That said, it is appropriate for parents to decide together when a child will meet a new partner and when that child will stay overnight at that partner's house. It is also appropriate for the other parent to want to meet that new partner, and at the very least know the address where the child is going to be staying.

However, the mother cannot force you to give her that information, and therefore if you chose to take the child to your partner's house she can't prevent that - but of course once she finds out she will feel that you have betrayed her trust - so I don't recommend this. I recommend speaking to her and getting agreement together - and in absence of that, approaching a mediator to assist.

The last resort would be a court order.

Customer: replied 17 days ago.
I am trying I have told her where I am just not the address it was agreed for him to come here today but since I won't give the address she has stopped this .
Before aof this she was wanting my partner's name address dob so she could do police checks on her it's not like I want to leave him with my partner she just seems to be being unreasonable

What is your reluctance to give the information asked for?

Customer: replied 17 days ago.
I'm reluctant to give her this information as she I don't trust what she would do with it

What do you think she can do with that information?

Customer: replied 17 days ago.
She's a counsellor and said she has he's her own database .
I also don't know if she would come up and make a scene

She's not permitted to use a database that she has access to as part of her work to check out someone in her personal life. That would be a misuse of information and therefore gross misconduct. If she values her job, she is very unlikely to misuse that information.

I think it's highly likely that if you don't give her the information she is going to say the child cannot visit, and you will then have to go to court.
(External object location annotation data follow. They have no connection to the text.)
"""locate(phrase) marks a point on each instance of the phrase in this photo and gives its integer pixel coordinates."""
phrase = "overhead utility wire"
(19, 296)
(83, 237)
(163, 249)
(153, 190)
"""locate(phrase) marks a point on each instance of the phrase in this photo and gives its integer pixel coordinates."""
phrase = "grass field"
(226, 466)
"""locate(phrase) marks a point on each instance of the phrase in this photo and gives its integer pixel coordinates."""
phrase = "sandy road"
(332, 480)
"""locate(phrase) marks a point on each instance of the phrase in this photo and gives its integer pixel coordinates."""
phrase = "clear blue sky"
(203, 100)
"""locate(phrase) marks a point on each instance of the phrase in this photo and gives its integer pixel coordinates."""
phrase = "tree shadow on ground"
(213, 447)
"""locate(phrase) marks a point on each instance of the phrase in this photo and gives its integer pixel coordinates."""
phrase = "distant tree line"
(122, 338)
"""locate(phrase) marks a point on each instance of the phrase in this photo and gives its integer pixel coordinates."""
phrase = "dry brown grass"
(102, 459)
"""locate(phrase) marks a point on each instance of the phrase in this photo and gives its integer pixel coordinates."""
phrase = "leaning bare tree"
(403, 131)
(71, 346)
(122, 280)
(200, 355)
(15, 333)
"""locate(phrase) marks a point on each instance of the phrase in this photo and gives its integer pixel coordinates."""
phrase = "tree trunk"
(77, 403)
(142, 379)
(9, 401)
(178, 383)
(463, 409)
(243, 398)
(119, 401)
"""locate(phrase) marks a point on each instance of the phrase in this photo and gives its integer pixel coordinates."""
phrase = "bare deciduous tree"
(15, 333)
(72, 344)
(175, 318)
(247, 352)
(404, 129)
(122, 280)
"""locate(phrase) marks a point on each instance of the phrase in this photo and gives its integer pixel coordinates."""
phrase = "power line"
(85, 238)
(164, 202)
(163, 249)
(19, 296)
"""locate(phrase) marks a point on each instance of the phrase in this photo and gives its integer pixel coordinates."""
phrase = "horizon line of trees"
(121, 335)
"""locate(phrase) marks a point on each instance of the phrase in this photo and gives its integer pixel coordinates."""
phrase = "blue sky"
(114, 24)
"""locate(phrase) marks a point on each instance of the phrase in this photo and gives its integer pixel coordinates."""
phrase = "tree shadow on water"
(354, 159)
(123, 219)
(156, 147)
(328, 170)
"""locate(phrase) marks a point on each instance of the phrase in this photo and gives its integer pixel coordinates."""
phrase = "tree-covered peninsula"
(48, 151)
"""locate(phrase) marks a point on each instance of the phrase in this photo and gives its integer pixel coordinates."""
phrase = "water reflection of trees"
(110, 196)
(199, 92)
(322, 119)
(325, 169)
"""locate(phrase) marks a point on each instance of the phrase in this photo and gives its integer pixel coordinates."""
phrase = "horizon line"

Once the matter is in court, unless there is a valid reason for the mother not to have the details she is asking for, those details will be available to her during the proceedings as your partner will be subjected to background checks (as both parents will be).

Customer: replied 17 days ago.
Ok thanks

It may be simpler just to give her the address - if she does turn up to cause trouble, you can call the police - and if she continues to do so, you'll be in a good position to get an order preventing her from turning up.

I suspect, however, that she just wants to know where the child will be - which is perfectly reasonable really.